Microsoft CEO Satya Nadella argues AI models are more capable than people realize; they just don't know how to use them yet. He also wants to move past the "AI slop" debate.

In a blog post, Nadella writes that AI's discovery phase is over and widespread adoption is beginning, making it easier to separate "spectacle" from "substance."

He points to what he calls a "model overhang," a scenario where trained models have capabilities that will only be unlocked later as people figure out how to use them. This could mean new prompting techniques, fine-tuning, or simply finding the right use cases.

This echoes OpenAI's view that the public massively underestimates how far AI has come. Most people still see AI as chatbots or better search engines, even though these systems can already handle complex tasks that used to take experts hours to complete, the company claims.

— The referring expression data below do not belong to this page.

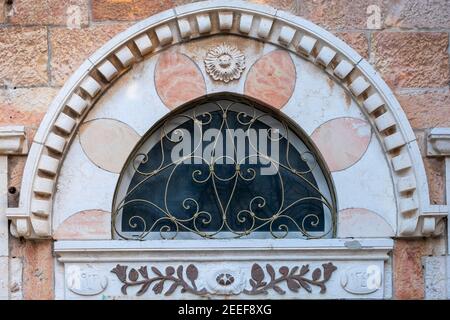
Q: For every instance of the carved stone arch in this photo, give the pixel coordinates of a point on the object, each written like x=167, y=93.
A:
x=415, y=216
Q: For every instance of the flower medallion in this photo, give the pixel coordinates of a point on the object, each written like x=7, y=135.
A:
x=224, y=63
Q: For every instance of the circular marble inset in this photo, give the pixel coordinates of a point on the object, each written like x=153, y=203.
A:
x=178, y=79
x=342, y=141
x=272, y=79
x=107, y=143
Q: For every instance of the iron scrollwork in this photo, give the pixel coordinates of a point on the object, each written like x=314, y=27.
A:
x=295, y=279
x=310, y=213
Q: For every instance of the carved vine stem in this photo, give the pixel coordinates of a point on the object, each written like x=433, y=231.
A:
x=177, y=280
x=294, y=281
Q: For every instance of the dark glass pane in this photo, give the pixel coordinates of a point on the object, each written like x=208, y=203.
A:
x=199, y=203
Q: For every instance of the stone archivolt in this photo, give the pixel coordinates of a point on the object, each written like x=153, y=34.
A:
x=416, y=217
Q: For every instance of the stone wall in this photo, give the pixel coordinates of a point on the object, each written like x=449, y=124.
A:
x=43, y=42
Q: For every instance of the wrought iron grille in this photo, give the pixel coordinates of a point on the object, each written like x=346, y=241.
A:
x=224, y=168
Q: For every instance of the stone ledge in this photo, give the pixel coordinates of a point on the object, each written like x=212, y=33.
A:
x=438, y=142
x=13, y=140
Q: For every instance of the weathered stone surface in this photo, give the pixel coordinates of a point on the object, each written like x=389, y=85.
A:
x=342, y=141
x=85, y=225
x=3, y=278
x=23, y=59
x=429, y=14
x=25, y=106
x=71, y=13
x=435, y=170
x=407, y=59
x=37, y=267
x=356, y=40
x=2, y=12
x=272, y=79
x=71, y=47
x=127, y=9
x=178, y=79
x=108, y=143
x=286, y=5
x=16, y=164
x=408, y=272
x=435, y=277
x=426, y=110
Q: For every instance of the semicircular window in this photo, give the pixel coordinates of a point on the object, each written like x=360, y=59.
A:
x=224, y=168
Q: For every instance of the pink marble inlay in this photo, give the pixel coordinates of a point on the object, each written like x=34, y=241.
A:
x=85, y=225
x=178, y=80
x=272, y=79
x=342, y=141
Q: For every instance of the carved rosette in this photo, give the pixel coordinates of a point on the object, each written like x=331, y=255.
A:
x=224, y=63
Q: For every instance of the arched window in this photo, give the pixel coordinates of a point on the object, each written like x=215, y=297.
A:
x=224, y=167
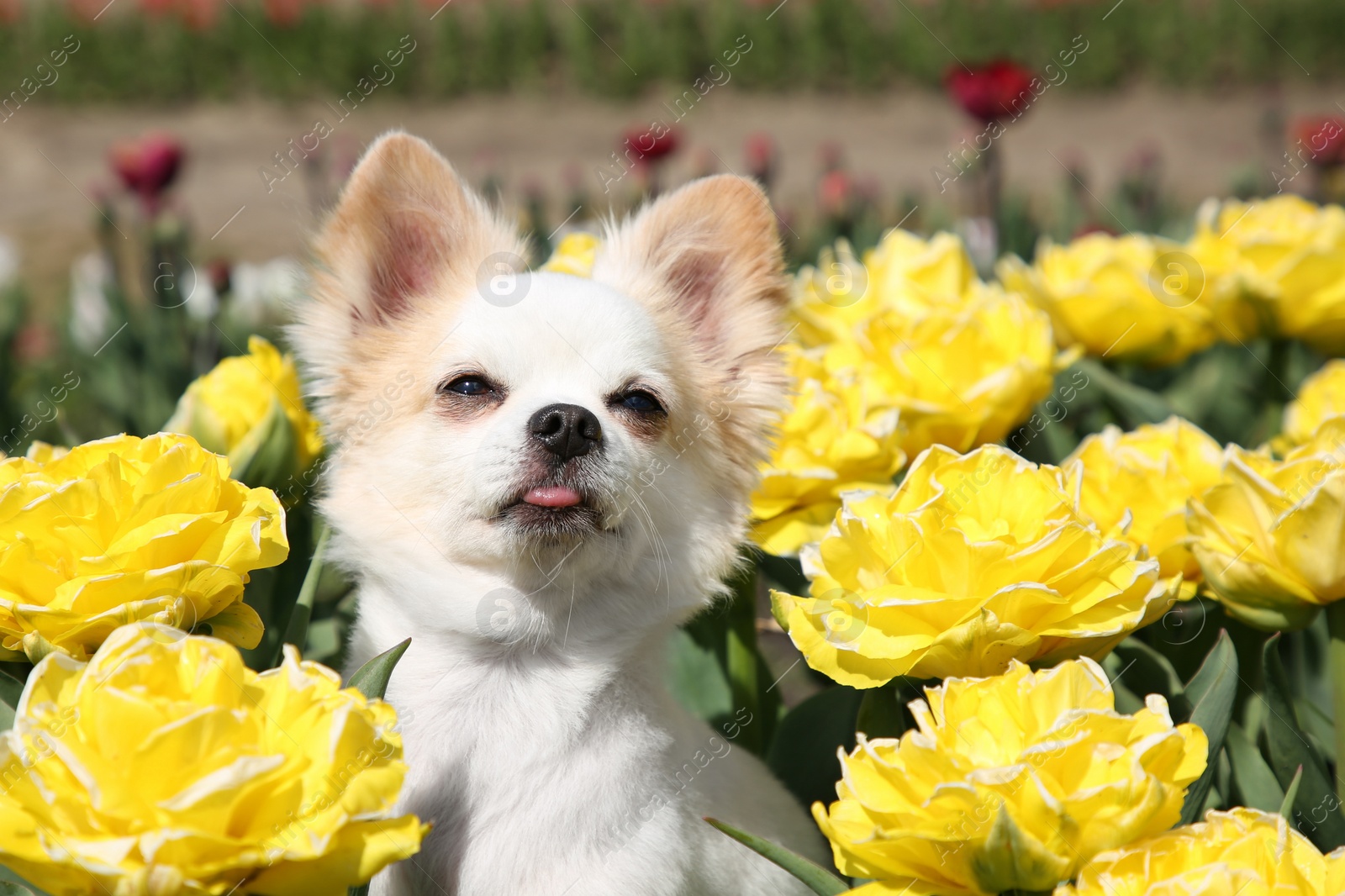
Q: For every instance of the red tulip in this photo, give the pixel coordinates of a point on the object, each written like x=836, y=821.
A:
x=647, y=147
x=282, y=13
x=834, y=192
x=148, y=167
x=992, y=92
x=1322, y=138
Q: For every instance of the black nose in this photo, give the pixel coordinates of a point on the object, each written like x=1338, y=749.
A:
x=568, y=430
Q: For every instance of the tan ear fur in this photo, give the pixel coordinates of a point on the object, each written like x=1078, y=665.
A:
x=706, y=260
x=405, y=239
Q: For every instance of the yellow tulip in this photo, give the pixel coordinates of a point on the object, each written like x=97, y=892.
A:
x=958, y=376
x=829, y=443
x=124, y=529
x=573, y=255
x=974, y=561
x=1136, y=298
x=165, y=767
x=1242, y=851
x=235, y=408
x=903, y=273
x=1008, y=783
x=1320, y=398
x=1268, y=535
x=1286, y=259
x=1136, y=485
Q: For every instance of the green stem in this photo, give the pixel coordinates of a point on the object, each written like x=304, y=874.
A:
x=296, y=630
x=743, y=658
x=1336, y=625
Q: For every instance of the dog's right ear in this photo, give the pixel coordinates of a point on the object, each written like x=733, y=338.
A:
x=407, y=235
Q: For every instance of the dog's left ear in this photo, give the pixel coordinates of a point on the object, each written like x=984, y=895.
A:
x=710, y=256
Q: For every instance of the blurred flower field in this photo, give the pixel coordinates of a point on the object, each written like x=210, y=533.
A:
x=1053, y=522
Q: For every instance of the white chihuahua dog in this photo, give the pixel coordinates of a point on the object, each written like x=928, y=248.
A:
x=560, y=479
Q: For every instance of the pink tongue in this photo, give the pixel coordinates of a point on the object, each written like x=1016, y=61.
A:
x=553, y=497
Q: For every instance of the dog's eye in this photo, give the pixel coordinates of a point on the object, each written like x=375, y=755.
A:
x=641, y=403
x=468, y=385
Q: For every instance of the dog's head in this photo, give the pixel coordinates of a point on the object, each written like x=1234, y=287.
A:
x=540, y=432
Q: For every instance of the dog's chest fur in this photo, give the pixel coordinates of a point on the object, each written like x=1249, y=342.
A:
x=546, y=775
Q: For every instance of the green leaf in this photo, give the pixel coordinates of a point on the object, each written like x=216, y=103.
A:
x=817, y=878
x=1316, y=810
x=697, y=680
x=1147, y=672
x=296, y=630
x=1212, y=693
x=804, y=754
x=1253, y=777
x=11, y=689
x=372, y=678
x=750, y=677
x=1318, y=728
x=1291, y=794
x=1136, y=405
x=268, y=454
x=881, y=712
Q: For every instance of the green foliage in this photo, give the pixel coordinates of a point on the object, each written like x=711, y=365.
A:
x=804, y=754
x=622, y=47
x=1212, y=697
x=1317, y=811
x=372, y=678
x=820, y=880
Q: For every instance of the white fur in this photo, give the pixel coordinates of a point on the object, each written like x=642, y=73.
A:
x=538, y=734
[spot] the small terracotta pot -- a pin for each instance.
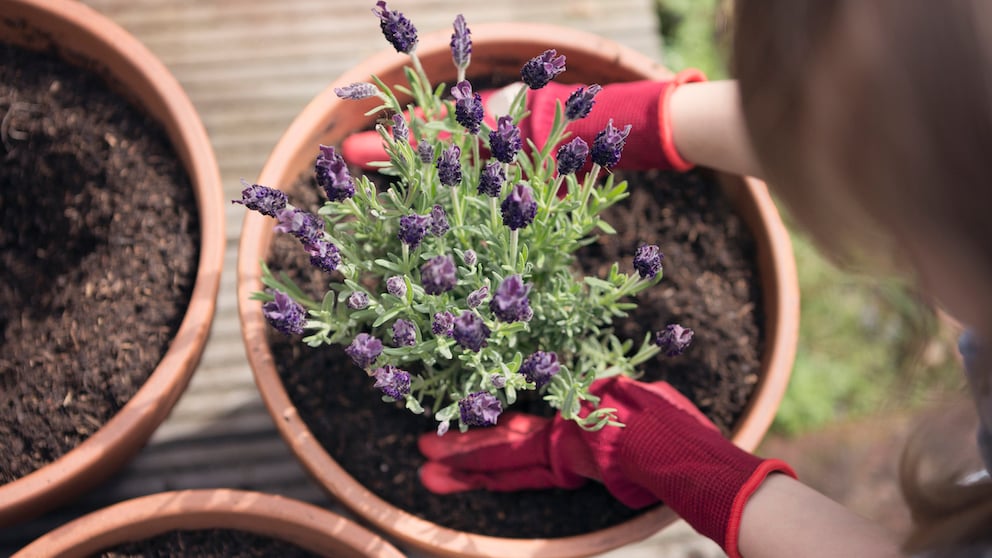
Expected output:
(499, 50)
(86, 38)
(305, 525)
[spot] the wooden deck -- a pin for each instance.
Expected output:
(249, 67)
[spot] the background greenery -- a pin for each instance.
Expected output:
(866, 345)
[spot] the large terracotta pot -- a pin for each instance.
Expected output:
(84, 37)
(499, 50)
(304, 525)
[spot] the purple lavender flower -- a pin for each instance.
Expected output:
(510, 302)
(540, 367)
(425, 151)
(477, 297)
(572, 156)
(439, 221)
(404, 334)
(324, 255)
(608, 145)
(673, 339)
(284, 314)
(580, 102)
(461, 43)
(393, 381)
(413, 228)
(519, 207)
(401, 132)
(397, 29)
(647, 260)
(364, 350)
(356, 91)
(480, 409)
(449, 166)
(305, 226)
(332, 174)
(262, 199)
(443, 323)
(470, 331)
(538, 71)
(396, 286)
(438, 275)
(358, 300)
(491, 179)
(504, 141)
(468, 107)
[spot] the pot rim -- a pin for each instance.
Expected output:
(131, 65)
(280, 517)
(778, 274)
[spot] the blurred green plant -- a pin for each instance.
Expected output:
(866, 345)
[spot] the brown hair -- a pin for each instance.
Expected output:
(872, 121)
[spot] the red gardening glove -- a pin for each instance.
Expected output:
(667, 451)
(642, 104)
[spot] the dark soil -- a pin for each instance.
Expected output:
(99, 241)
(711, 284)
(208, 543)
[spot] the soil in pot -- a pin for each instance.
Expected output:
(99, 242)
(711, 284)
(207, 543)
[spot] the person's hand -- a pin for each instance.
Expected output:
(667, 451)
(642, 104)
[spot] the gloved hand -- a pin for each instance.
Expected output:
(667, 451)
(642, 104)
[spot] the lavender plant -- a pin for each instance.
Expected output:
(456, 288)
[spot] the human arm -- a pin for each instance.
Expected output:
(667, 451)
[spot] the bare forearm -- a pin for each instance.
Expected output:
(785, 518)
(708, 127)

Nadella also wants to move past the "slop vs sophistication" debate entirely; slop being the low-quality, often pointless AI output flooding the internet. Instead, he calls for evolving Steve Jobs' "bicycle for the mind" metaphor, arguing we should see AI as scaffolding for human potential. But he goes further: we need a new "theory of mind" that accounts for how humans relate to each other when everyone has access to these cognitive amplifiers. "This is the product design question we need to debate and answer," he writes.

Systems over models in 2026

Looking ahead, Nadella predicts the focus will shift from individual models to complex systems in 2026. Instead of relying on single-model performance, developers will build systems that coordinate multiple models and agents, manage memory and access rights, and enable secure tool use.

This added complexity is necessary to deploy AI in the real world and work around the "jagged edges" of models—their unpredictable mix of surprising capabilities and unexpected failures. Nadella also stresses that smart decisions about scarce resources like energy, computing power, and talent will be essential. For AI to gain broader acceptance, it needs to tackle specific challenges facing "people and planet," though he expects a "messy process of discovery."